Cannot LOAD CSV on ubuntu using neo4j running on docker

Hi, I am struggling with importing local csv file into neo4j database. I created a neo4j database using neo4j python library. However, when I try to run "LOAD CSV" type of query on the local file it gives me an error. I set up the config file properly (I assume). When I run the same query with remote csv file - it is working.

import_sample_kg_cypher = '''
LOAD CSV WITH HEADERS FROM "file:///sample_kg.csv" AS row
RETURN row LIMIT 1
'''
conn.query(import_sample_kg_cypher, db=work_db)

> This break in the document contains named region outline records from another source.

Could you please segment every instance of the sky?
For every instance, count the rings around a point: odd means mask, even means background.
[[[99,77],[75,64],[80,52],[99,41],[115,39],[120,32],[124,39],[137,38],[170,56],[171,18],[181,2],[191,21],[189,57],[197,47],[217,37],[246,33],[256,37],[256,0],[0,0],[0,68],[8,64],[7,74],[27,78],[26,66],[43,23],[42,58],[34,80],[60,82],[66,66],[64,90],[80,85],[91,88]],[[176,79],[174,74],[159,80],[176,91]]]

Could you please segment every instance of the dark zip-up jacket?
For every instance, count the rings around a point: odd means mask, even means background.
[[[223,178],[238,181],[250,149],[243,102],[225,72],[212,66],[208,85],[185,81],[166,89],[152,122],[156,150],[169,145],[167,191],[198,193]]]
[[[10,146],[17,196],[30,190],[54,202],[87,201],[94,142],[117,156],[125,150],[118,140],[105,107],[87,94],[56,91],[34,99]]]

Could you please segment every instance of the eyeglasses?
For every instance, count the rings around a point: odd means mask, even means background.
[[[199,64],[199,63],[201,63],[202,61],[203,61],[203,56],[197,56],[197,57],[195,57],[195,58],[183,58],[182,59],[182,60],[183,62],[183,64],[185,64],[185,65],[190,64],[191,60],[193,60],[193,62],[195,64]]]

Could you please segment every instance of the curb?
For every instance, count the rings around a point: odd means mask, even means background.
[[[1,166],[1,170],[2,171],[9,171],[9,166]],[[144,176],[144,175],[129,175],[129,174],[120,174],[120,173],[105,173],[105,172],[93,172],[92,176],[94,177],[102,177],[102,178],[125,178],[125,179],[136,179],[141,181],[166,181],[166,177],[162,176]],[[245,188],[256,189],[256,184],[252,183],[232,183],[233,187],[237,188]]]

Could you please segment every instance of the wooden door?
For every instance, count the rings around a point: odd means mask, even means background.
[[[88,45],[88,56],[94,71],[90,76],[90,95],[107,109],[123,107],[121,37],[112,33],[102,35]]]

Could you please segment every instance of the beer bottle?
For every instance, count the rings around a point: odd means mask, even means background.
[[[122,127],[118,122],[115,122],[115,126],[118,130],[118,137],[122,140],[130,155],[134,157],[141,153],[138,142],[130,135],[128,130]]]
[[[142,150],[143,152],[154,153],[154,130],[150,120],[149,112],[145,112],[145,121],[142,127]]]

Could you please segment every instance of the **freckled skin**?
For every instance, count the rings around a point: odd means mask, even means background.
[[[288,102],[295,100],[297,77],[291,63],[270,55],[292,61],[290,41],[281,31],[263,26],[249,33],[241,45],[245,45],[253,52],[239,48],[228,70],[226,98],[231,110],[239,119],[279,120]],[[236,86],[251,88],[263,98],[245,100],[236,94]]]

Query failed: {code: Neo.ClientError.Statement.ExternalResourceFailed} {message: Cannot load from URL 'file:///sample_kg.csv': Couldn't load the external resource at: file:///sample_kg.csv ()}

Here is the directory tree of my neo4j_db folder:

.
├── conf
│   ├── apoc.conf
│   └── neo4j.conf
├── data
│   ├── databases
│   ├── dbms
│   ├── server_id
│   └── transactions
├── import
│   ├── edges.csv
│   ├── kg.csv
│   ├── nodes.csv
│   └── sample_kg.csv
├── logs
│   ├── debug.log
│   ├── http.log
│   ├── neo4j.log
│   ├── query.log
│   └── security.log
└── plugins
    ├── apoc.jar
    └── graph-data-science.jar

docker-compose.yml and docker-compose.override.yml files:

version: '3'
services:
  neo4j:
    user: "5878:5878"
    container_name: svetlana_neo4j
    image: neo4j:5.20-ubi9
    ports:
      - 7473:7474  # HTTP
      - 27688:7687 # Bolt
    restart: unless-stopped
    environment:
      - NEO4J_AUTH=neo4j/${NEO4J_PASSWORD}
      - NEO4J_apoc_export_file_enabled=true
      - NEO4J_apoc_import_file_enabled=true
      - NEO4J_apoc_import_file_use__neo4j__config=true
      - NEO4J_PLUGINS=["apoc", "graph-data-science"]
    volumes:
      - ~/Projects/PrimeKG/neo4j_db/data:/data
      - ~/Projects/PrimeKG/neo4j_db/logs:/logs
      - ~/Projects/PrimeKG/neo4j_db/conf:/var/lib/neo4j/conf
      - ~/Projects/PrimeKG/neo4j_db/import:/var/lib/neo4j/import
      - ~/Projects/PrimeKG/neo4j_db/plugins:/plugins
      # - ./:/host_data
      - ./datasets/data/kg:/kg
    networks:
      - svetlana_network

networks:
  svetlana_network:
    name: svetlana_network
services:
  neo4j:
    environment:
      - NEO4J_server_memory_heap_initial__size=100G
      - NEO4J_server_memory_heap_max__size=100G
      - NEO4J_dbms_directories_import=/import

Neo4jConnection class which I use to create conn:

class Neo4jConnection:
    
    def __init__(self, uri, user, pwd):
        self.__uri = uri
        self.__user = user
        self.__pwd = pwd
        self.__driver = None
        try:
            self.__driver = GraphDatabase.driver(self.__uri, auth=(self.__user, self.__pwd))
        except Exception as e:
            print("Failed to create the driver:", e)
        
    def close(self):
        if self.__driver is not None:
            self.__driver.close()
        
    def query(self, query, parameters=None, db=None):
        assert self.__driver is not None, "Driver not initialized!"
        session = None
        response = None
        try: 
            session = self.__driver.session(database=db) if db is not None else self.__driver.session() 
            response = list(session.run(query, parameters))
        except Exception as e:
            print("Query failed:", e)
        finally: 
            if session is not None:
                session.close()
        return response

neo4j version: 5.20.0
Ubuntu 20.04.4 LTS

My docker volumes look like this:

    volumes:
       - $HOME/neo4j/data:/data
       - $HOME/neo4j/logs:/logs
       - $HOME/neo4j/plugins:/plugins
       - $HOME/neo4j/import:/import
       - $HOME/neo4j/backups:/backups

Notice the difference in "import".

If you look at a db's folder, you will notice all these directories are at the root of the db's folder.

1 Like

Thank you @glilienfield , your recommendation worked for me!

1 Like